Lecture 3: Linear Models

Munir Hiabu

Linear Models

In this lecture we will look at the linear regression problem with squared loss \(L(y_1,y_2)=(y_1-y_2)^2\)
We already know that the Bayes-rule is \(m^\ast(x)=\mathbb E[Y|X=x]\)

Linear Models Assumptions

Linear Model Assumption

There are parameters \(\beta_0^\ast, \beta_1^\ast, \dots \beta_p^\ast\), with \[ m^\ast(x)= \beta_0^\ast + \sum_{j=1}^p \beta_j^\ast x_j. \] In other words, we assume that \(m^\ast\) is a linear function, i.e., \(m^\ast \in \mathcal G=\{f: \ \mathbb R^{p}\mapsto \mathbb R| \ f(x)=\beta_0^+ \sum_{j=1}^p \beta_j x_j,\ \beta_0,\dots,\beta_p\in \mathbb R \}\).

First Implication of Linear Model Assumption

Given iid training data \((X_i,Y_i)\), \(i=1,\dots,n\), we have an additive noise model \[ Y_i= \beta_0^\ast + \sum_{j=1}^p \beta_j^\ast X_{ij}+ \varepsilon_i, \] with \(\varepsilon_i=Y_i-m^{\ast}(X_i)\), and hence iid with \(\mathbb E[\varepsilon_i|X_i]=0.\)

Linear Models Assumptions

By assuming \(E[Y|X=x] \in \mathcal G\)= linear functions we only consider estimation error and ignore inductive bias/approximation error
An alternative is to consider \(\beta^\ast= \Sigma^{-1} \mathbb E[YX], \Sigma=\mathbb E[XX^T]\), i.e., the best linear predictor without assuming that \(\mathbb E[Y|X]\) is linear.
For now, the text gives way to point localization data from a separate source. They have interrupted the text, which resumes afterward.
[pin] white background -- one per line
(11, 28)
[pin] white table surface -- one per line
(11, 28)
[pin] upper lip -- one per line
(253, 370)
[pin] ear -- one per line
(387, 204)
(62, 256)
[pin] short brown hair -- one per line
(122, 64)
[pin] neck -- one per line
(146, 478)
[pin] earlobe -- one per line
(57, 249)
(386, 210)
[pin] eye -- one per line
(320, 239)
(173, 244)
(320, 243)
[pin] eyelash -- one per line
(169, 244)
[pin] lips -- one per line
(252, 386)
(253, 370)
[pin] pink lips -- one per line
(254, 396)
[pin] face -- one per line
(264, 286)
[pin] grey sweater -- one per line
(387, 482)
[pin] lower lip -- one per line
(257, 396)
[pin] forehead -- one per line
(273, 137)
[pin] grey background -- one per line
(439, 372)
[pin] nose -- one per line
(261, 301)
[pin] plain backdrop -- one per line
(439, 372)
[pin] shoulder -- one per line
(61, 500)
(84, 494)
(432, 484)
Linear Models Coefficients

Lemma (Coefficients in linear model)

Under the Linear model assumption, we have for \(j=1,\dots,p\) \[ \beta_j^\ast= \frac{\rm{Cov}(X_{1j}, Y_1-\sum_{k\in\{1,\dots,p\}\setminus \{j\}}\beta_k^\ast X_{1k})}{\rm{Var}(X_{1j})}. \] In particular, if the components of \(X\) are uncorrelated, we have \[ \beta_j^\ast= \frac{\rm{Cov}(X_{1j}, Y_1)}{\rm{Va}r(X_{1j})}. \] Proof: From the linear model assumption we have \(\rm{Cov}(X_{1j},Y_1)=\sum_{k\in\{1,\dots,p\}}\beta_k^\ast \rm{Cov}(X_{1j},X_{1k})\).

Linear Models Bayes risk

Lemma (Bayes risk)

Under the Linear model assumption, and assuming \(Var(X_{ij})>0\) we have

\(r(m^\ast)=\rm{Var}(\varepsilon_i)\)
For \(m(x)=\beta_0 + \sum_{j=1}^p \beta_j x_j\), \[ r(m)-r(m^\ast)= ||\Sigma^{1/2}(\beta-\beta^\ast)||_2^2, \quad \Sigma=\mathbb E[XX^T]. \]

Linear Models Least squares estimator

In the following we write \[\mathbf{X}=\left(\begin{array}{ccc}X_{11} & \ldots & X_{1 p} \\ \vdots & \ddots & \vdots \\ X_{n 1} & \ldots & X_{n p}\end{array}\right), \quad \mathbf{Y}=\left(\begin{array}{c}Y_1 \\ \vdots \\ Y_n\end{array}\right), \quad \mathbf{\varepsilon}=\left(\begin{array}{c}\varepsilon_1 \\ \vdots \\ \varepsilon_n\end{array}\right)\]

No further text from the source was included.